According to a recent report by the advocacy group Human Rights Watch, Japan’s Yokogawa Bridge Corp. apparently sent more than $1 million in 2022 to Myanmar Economic Corporation, an organization owned by Myanmar’s military, for a “Japanese government development aid project.”


A Japanese Foreign Ministry official told HRW the Japanese government is “not in a position to explain” the payments to MEC as they are transactions “between private companies.”


Furthermore, a recent report on Myanmar by a panel of former U.N. officials identified companies in the United States and at least 12 other countries in Europe and Asia that have been helping the Myanmar military to manufacture weapons used in human rights abuses.


Referring to Justice for Myanmar’s 185-page report, Maung told VOA that it is “largely based on open-source research, utilizing government documents, organization websites, social media and junta propaganda, as well as some leaked documents.

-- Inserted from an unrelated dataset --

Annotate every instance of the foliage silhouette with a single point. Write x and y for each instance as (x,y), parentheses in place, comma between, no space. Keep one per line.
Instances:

The research took place through the last half of 2022.”


When asked by VOA about any response from the governments or organizations mentioned in the report, Maung said, “where an organization has responded we have added a note at the bottom of each case study.”


The report includes 18 detailed case studies and provides clear recommendations for what Justice for Myanmar believes must be done to prevent the junta from gaining more funds, resources and power.


In a press briefing by Justice for Myanmar on Wednesday, Maung said, “It has been two years since the Myanmar military’s attempted coup. Over 2,700 people have been killed and more than 13,600 people are still detained.


“The junta is waging a scorched-earth campaign against the people of Myanmar, carrying out indiscriminate airstrikes and shelling, and has caused a humanitarian catastrophe with more than 1.1 million displaced.”


In her statement to VOA, Maung said, “We want to see an end to governments and organizations providing support to the illegal Myanmar junta, whether by legitimizing them through invites to meetings and trainings, or financial support through business.”


“It’s time for the international community to step up and stand with the people of Myanmar by cutting support to the junta and by recognizing the NUG as the legitimate government of Myanmar.”